Roundup

  • It is laughable that Sarah Palin considers herself an intellectual. That she “always wanted a son named Zamboni” is a sure sign that this nation is well on its way to a dystopia in which Gatorade has replaced water. (One thing that can be confirmed: Sarah Palin’s got electrolytes!)
  • This John Updike profile would have played better with me, had Emily Nussbaum written in a manner suggesting that she had thoroughly read the book. But Nussbaum spends most of her time dwelling on Updike’s personal life, playing amateur psychiatrist like some chirpy undergrad hoping to coast through an elementary English lit class on hunches. (“It occurs to me that divorce is a central subject of The Witches as female psychology,” Nussbaum writes, but doesn’t cite anything from the text.) How different is Nussbaum’s article from a People Magazine puff piece? (via Mark Athitakis)
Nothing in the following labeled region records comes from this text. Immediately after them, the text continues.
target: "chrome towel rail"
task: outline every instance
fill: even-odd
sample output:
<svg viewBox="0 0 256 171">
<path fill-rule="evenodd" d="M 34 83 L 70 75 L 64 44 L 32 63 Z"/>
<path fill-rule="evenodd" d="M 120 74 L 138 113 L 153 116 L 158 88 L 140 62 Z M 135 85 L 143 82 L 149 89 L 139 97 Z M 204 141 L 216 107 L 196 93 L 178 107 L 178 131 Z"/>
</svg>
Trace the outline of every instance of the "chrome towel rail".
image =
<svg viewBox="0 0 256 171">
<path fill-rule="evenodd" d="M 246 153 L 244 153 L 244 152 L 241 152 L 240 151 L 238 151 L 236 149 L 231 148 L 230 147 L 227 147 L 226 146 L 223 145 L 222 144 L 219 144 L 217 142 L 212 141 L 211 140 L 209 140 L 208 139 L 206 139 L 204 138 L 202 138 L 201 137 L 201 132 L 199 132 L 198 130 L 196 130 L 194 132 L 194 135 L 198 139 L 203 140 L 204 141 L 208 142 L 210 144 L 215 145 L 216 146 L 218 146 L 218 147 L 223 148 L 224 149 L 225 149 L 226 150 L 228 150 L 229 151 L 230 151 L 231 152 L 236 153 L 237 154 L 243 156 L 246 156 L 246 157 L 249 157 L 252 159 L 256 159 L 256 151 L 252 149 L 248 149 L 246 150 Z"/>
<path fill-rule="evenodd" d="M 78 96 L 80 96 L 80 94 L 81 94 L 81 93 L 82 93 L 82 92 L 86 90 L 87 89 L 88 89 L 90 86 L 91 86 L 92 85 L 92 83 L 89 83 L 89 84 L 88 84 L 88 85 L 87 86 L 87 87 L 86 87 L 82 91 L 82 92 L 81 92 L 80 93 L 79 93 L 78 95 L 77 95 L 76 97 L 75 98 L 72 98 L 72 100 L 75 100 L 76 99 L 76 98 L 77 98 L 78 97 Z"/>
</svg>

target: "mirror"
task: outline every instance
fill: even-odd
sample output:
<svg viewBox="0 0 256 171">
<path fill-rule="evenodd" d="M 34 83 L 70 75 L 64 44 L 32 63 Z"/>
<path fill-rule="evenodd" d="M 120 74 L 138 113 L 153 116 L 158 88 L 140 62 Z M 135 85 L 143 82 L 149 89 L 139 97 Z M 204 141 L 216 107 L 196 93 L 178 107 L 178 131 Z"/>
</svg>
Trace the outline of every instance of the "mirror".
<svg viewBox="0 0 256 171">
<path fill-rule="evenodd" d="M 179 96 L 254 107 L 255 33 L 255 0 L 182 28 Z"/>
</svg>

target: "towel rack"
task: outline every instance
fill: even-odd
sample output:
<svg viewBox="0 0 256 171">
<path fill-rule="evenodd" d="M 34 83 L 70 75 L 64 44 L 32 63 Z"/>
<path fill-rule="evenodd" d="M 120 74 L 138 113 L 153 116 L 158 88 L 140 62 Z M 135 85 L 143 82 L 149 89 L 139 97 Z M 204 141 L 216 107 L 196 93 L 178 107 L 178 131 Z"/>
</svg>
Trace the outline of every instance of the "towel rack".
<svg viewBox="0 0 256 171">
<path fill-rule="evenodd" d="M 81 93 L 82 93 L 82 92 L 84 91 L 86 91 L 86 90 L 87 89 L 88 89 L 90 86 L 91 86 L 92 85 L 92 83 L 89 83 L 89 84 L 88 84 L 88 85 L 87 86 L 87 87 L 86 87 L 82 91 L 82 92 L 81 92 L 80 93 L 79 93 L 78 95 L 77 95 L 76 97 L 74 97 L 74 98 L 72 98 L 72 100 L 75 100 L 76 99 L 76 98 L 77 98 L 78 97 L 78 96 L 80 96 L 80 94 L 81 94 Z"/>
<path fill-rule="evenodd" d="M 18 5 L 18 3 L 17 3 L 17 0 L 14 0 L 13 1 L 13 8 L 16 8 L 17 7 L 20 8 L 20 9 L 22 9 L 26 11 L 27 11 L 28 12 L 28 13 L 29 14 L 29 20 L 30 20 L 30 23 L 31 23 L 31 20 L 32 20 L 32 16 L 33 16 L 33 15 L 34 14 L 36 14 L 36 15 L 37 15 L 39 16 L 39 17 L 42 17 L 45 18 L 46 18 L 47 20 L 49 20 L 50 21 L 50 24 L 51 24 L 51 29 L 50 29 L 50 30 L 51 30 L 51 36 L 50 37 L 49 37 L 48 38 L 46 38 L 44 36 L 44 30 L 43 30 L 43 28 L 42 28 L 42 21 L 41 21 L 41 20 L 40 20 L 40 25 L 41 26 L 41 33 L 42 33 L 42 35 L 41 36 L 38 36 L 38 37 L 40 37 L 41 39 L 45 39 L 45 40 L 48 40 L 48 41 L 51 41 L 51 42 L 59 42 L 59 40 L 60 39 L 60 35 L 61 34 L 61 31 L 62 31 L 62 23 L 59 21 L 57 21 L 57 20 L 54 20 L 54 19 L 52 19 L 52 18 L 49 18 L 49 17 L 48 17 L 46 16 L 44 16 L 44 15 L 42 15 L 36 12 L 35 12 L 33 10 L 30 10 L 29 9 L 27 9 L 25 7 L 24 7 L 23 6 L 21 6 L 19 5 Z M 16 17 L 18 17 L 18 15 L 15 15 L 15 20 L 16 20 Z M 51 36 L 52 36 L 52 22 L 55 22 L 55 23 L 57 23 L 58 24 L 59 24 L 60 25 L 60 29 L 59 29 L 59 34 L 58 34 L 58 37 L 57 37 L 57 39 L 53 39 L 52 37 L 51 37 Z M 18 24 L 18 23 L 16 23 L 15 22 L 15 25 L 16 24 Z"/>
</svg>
  • Okay, something smarter: Richard Powers sequences his genome.
  • Moby Lives appears to have returned in written form.
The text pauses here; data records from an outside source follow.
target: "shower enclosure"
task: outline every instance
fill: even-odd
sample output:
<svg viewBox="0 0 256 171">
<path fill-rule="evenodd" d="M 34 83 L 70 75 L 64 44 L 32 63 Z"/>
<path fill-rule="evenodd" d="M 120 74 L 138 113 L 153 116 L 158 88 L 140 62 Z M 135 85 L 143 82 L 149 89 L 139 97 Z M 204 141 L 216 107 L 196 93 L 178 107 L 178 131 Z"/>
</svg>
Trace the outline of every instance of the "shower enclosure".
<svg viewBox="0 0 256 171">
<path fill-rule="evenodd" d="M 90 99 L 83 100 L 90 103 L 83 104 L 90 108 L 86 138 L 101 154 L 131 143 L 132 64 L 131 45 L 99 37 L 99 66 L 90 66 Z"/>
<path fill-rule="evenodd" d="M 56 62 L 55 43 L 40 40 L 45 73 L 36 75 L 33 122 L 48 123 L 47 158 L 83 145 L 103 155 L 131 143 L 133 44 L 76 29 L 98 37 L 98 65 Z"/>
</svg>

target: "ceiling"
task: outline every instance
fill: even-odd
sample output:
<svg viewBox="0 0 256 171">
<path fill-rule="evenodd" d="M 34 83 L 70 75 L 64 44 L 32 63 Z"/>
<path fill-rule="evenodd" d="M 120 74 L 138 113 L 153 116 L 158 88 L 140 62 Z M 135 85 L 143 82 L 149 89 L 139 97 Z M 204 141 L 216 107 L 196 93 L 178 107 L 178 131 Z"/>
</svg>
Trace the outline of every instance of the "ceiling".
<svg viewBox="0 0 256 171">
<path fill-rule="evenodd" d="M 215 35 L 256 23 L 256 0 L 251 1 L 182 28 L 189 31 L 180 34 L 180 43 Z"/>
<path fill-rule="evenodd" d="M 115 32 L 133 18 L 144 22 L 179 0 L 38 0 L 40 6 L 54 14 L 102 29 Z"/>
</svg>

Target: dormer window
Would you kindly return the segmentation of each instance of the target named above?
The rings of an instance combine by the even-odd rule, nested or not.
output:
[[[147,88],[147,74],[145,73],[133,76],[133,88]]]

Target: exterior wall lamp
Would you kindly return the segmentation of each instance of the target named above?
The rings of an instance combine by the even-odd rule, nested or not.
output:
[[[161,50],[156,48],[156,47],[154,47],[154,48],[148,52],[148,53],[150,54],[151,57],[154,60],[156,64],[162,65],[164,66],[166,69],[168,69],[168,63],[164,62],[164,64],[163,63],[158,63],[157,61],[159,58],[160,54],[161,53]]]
  • Just because John Freeman declares the National Book Awards finalists to be “in dialogue with world literature,” this does not make it so. This is what’s known in logic as the bare assertion fallacy. The books themselves represent an output of consciousness, but this output is subject to interpretation by other people. Freeman’s sanction (“I say it because it’s true!”) does not mean that it is true, or that there is any foolproof answer. This is not what any “dialogue with world literature” I know is about. And on a more literal level, so far as I know, Aleksandar Hemon is not chatting with Elfriede Jelinek on the phone.
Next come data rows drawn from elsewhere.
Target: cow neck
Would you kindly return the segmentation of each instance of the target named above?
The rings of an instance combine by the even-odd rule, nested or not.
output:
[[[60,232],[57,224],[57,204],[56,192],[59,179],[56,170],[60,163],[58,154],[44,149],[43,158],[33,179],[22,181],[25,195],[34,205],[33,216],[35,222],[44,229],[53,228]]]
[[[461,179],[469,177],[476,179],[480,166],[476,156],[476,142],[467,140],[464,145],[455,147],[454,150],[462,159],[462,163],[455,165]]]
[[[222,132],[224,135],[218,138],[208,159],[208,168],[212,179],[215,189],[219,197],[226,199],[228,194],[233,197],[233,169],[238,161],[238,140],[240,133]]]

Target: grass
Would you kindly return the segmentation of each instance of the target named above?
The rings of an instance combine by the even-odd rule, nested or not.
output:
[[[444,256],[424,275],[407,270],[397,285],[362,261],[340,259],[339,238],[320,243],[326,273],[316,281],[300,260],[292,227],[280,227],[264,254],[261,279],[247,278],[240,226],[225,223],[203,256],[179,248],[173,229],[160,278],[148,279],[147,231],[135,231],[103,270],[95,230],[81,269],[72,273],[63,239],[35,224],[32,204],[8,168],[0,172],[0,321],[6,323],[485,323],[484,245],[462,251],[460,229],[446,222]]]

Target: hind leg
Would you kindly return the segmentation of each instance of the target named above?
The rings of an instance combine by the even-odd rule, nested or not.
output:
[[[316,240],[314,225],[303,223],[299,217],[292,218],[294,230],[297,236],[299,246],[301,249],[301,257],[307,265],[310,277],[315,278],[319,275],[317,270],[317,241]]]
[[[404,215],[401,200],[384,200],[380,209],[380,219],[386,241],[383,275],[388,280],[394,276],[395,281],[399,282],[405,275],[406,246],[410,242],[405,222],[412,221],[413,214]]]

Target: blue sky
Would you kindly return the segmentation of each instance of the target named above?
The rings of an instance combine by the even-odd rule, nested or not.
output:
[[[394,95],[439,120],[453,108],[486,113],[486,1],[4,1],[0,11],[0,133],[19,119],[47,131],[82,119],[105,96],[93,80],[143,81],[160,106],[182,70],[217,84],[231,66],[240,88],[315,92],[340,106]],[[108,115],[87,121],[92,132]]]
  • Brian Lehrer is discussing Arts & Culture Funding on Friday’s show, and has set up a wiki to receive feedback from listeners. I’ve left my remarks, spurned on by Jacket Copy.
  • Brian Francis Slattery’s Spaceman Blues — one of the best books of 2007 — is now available as a free download. (Caveat: You have to register with Tor to download it.)
  • Chad Post observes that Wylie, quite late to the party, is getting his grubby and avaricious hands into Bolano.
  • Philip Hensher confesses (more than he knows) that it’s difficult to have humility when you’re on the Booker shortlist. Is it just me or is Mr. Hensher quickly become the UK’s answer to Jonathan Franzen? Will we see a creepy Discomfort Zone-style essay in which Hensher sobs over Andy Capp’s hat? (via Mark)
  • And finally, James Wood on Saramago’s new one.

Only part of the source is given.